While they were intended as conveniences, early speech recognition applications
occasioned more than a little frustration. Indeed, disgruntled users found these
application nearly as balky as ordinary, non-speech-enabled auto-attendants. The reason?
Auto-attendant, speech-enabled or not, puts all the convenience on the computer side of
any human-computer interaction.
Inputting information through a menu-driven process creates a sensation much like the
one we feel when we sit behind the wheel of an idling car, while we wait for a break in
traffic. We fancy the traffic is inspired by some perverse agency bent on vexing us, and
we resign ourselves to fitting in however we can, as stressful as that may be.
Fortunately, the old, "fit in" model of speech recognition is giving way to a
new approach: natural language recognition. This new approach lets the caller "own
the road," as it were. The caller speaks naturally, and the speech recognition
application parses and channels the input on behalf of the computer. The computer no
longer requires the caller to parse his or her utterances according to some infernal
script or menu.
Now, if the new speech recognition lets callers own the road, the question remains: Who
is going to build the road? Developers who take advantage of advanced speech recognition
engines. One such engine, the Nuance Speech Recognition System, is discussed in this
review.

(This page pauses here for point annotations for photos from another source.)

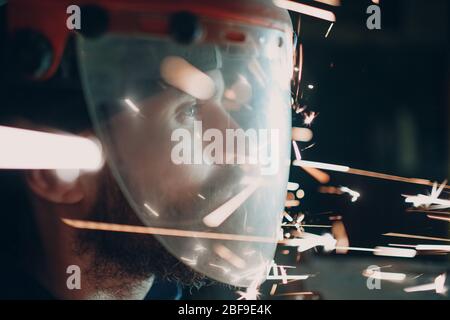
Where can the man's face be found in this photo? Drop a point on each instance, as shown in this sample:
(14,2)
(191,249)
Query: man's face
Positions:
(155,177)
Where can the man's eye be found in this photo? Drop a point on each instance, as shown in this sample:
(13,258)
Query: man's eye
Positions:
(189,112)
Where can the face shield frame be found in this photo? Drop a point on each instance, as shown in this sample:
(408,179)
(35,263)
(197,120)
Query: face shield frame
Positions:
(152,22)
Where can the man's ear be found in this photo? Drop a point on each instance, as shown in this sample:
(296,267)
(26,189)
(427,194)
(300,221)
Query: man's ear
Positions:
(50,186)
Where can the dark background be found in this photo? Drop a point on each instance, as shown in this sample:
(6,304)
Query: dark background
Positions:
(383,101)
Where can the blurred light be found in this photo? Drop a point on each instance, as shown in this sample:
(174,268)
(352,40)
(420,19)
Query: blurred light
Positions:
(394,252)
(182,75)
(131,105)
(28,149)
(305,9)
(320,165)
(302,134)
(151,210)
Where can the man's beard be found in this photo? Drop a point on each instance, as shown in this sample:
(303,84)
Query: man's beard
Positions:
(120,255)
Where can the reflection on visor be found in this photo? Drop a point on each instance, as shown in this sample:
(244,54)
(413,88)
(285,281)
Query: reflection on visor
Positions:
(199,141)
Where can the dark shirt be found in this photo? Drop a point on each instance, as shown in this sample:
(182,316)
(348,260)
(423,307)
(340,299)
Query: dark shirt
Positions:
(15,284)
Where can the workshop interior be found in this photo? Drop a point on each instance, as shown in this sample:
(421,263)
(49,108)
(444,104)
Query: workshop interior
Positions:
(224,149)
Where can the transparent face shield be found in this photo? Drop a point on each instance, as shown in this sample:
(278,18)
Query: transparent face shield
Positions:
(198,138)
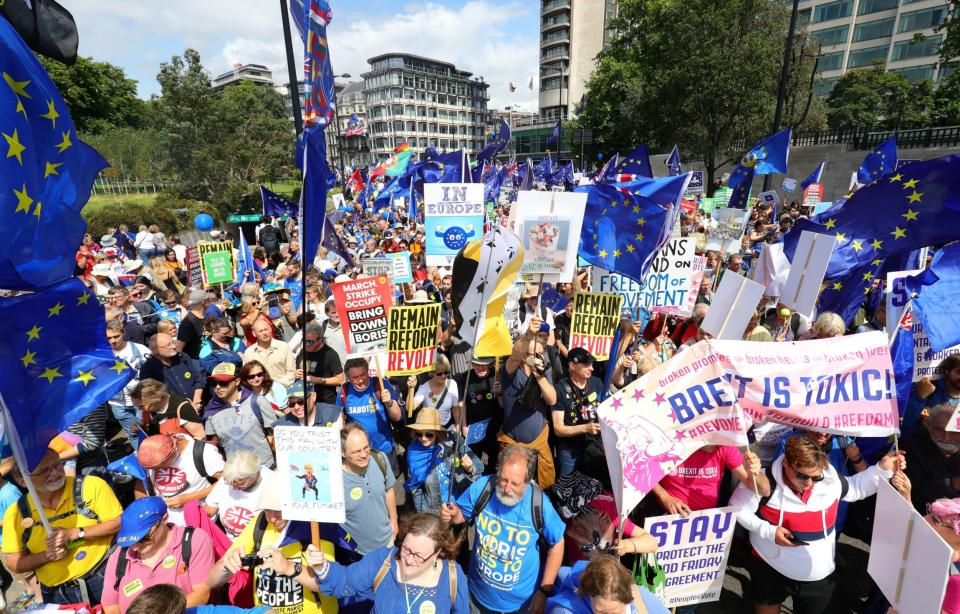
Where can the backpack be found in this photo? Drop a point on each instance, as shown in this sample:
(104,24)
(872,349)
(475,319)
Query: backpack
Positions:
(80,507)
(186,547)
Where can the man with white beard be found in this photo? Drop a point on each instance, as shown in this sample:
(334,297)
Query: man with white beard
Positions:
(84,514)
(515,525)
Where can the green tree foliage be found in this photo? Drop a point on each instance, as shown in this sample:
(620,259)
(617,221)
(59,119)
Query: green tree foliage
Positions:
(699,73)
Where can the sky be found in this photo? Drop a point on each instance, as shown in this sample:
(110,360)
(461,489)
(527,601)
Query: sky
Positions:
(496,39)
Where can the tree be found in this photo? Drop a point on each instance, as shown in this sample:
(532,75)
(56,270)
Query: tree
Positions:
(699,73)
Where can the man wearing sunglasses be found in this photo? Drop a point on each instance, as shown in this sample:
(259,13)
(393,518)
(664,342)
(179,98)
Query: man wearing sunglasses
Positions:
(793,531)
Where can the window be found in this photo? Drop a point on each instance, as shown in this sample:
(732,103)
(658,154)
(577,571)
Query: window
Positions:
(865,57)
(873,29)
(918,20)
(908,49)
(831,36)
(833,10)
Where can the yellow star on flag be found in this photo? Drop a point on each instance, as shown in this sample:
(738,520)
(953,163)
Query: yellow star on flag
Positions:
(51,374)
(86,377)
(51,114)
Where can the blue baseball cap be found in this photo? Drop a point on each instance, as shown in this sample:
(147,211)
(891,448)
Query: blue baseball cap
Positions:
(137,520)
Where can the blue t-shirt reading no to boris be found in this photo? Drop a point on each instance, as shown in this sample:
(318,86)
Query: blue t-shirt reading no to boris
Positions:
(505,564)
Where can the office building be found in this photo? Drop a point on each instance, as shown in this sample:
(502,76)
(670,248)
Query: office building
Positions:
(572,33)
(856,33)
(423,102)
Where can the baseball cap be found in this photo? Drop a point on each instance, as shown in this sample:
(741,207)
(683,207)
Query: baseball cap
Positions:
(137,520)
(580,356)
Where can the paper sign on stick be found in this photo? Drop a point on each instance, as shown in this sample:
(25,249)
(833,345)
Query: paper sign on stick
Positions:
(909,560)
(732,307)
(310,473)
(807,270)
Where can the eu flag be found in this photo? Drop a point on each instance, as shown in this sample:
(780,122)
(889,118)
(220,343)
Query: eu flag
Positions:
(636,163)
(935,302)
(57,365)
(915,207)
(878,162)
(624,225)
(275,205)
(46,173)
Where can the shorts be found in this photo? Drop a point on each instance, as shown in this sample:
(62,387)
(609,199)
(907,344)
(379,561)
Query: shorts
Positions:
(770,587)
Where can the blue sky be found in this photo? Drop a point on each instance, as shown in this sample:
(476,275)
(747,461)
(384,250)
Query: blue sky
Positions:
(497,39)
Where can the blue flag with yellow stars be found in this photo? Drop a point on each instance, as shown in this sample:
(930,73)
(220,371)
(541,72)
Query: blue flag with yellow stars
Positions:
(625,224)
(878,162)
(46,173)
(915,207)
(57,365)
(637,163)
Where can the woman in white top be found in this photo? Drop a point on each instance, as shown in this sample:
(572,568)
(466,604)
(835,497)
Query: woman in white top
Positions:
(439,392)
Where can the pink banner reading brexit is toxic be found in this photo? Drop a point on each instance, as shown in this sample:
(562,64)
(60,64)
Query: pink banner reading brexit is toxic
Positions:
(654,424)
(842,385)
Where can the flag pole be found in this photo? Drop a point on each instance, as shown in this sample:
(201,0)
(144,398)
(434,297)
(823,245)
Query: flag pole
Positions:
(21,458)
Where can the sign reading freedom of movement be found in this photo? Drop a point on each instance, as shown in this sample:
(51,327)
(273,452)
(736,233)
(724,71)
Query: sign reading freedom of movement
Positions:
(693,552)
(595,320)
(412,339)
(362,306)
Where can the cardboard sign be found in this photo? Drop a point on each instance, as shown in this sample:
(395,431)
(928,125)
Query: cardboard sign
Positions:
(809,265)
(412,335)
(549,224)
(733,305)
(726,231)
(841,385)
(655,423)
(453,215)
(909,560)
(595,321)
(311,473)
(693,553)
(362,306)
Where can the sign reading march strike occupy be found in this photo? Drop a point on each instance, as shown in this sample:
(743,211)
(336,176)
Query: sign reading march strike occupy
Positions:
(595,320)
(693,553)
(311,473)
(453,215)
(362,306)
(412,339)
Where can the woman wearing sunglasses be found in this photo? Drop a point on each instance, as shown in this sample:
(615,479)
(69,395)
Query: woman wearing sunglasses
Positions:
(420,574)
(793,531)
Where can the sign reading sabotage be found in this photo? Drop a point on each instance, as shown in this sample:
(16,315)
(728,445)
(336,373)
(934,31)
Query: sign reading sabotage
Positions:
(362,306)
(412,339)
(595,320)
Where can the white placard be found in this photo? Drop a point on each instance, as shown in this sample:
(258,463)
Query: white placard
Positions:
(732,307)
(309,468)
(809,265)
(909,560)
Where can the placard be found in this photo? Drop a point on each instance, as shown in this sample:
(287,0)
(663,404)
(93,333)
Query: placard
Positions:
(594,322)
(412,335)
(549,225)
(453,215)
(362,306)
(311,473)
(693,552)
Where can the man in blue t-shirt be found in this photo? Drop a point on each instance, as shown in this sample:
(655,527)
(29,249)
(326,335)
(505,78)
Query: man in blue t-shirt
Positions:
(506,574)
(373,407)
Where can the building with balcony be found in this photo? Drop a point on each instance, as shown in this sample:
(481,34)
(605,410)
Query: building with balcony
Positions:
(423,102)
(572,33)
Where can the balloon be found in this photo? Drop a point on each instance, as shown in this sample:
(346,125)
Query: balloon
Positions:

So, buckle your seatbelts, and let's get started.
INSTALLATION
The Nuance system, which ships on a single CD, installs on selected platforms, including
Windows NT, Solaris, AIX, and SCO OpenServer 5. We installed the product on a Pentium 200
MMX computer with 64 Megs of Ram running Windows NT.
The installation involved little more than inserting the CD in the computer's CD-ROM
drive. Once we had the CD in place, it ran automatically, so we did not have to execute a
setup file. From this point, right until the very end of the installation, the entire
operation was self-propelled. The system never once asked for a change in directories or
for help in finding any specific Windows files. This ease and rapidity compelled us to
give the Nuance system the highest allowable score for installation.
DOCUMENTATION
We received two documents with the Nuance system. One document, a thin booklet, was
entitled Getting Started. The other document, a 400-page tome, constituted the Developer's
Manual. The Getting Started booklet provided information on the platforms supported by
Nuance, as well as the audio setups for those platforms. It also reviewed some issues
specific to the Solaris operating system. The remainder of the booklet described the
commands necessary to run applications on the system. The Developer's Manual covered many
aspects of developing applications, from compiling recognition packages to run-time
support to special topics.
We didn't stop at reviewing the literature supplied by Nuance. We also explored the
Nuance home page. We noticed that the section of the Nuance site devoted to Nuance6 was
quite thorough. In this section, topics such as descriptions, features, supported
platforms, the developer's toolkit, and developer training were covered. In addition, new
features of the Nuance system, such as the Speech Verifier, were illustrated.
Perhaps the most impressive portion of the site was the Nuance demo section, which
includes four demos, which any visitor can access. Visitors who take advantage of these
demos can use them to test the accuracy and usability of the system. We encourage anyone
to go the Nuance Web site and try these very useful demos.
FEATURES
Core Client/Server Software
- Speech recognition, which eliminates the need for complicated and frustrating touch-tone
call attendants.
- Natural language capabilities, which allow the system to recognize speech patterns
rather than just single words. (Thus, the system can pick out key words. If the system
fails to recognize a particular word, it does not reject the entire phrase.)
- Telephony control, which allows the Speech Server to control a variety of telephony
processes.
- An easy to use, powerful API, which facilitate the creation of speech recognition
applications.
- SQL query integration, which gives developers access to a wide variety of database
functions.
- Barge-in capabilities, which allow callers to use the system without having to insert
unnatural pauses.
- Confidence scores, which indicate the reliability of the matches the system makes
between the input it receives and the words in its vocabulary. (Confidence scores are
configurable to create systems geared towards speed or accuracy.)
Nuance Verifier
- Speech recognition as a means of instituting security.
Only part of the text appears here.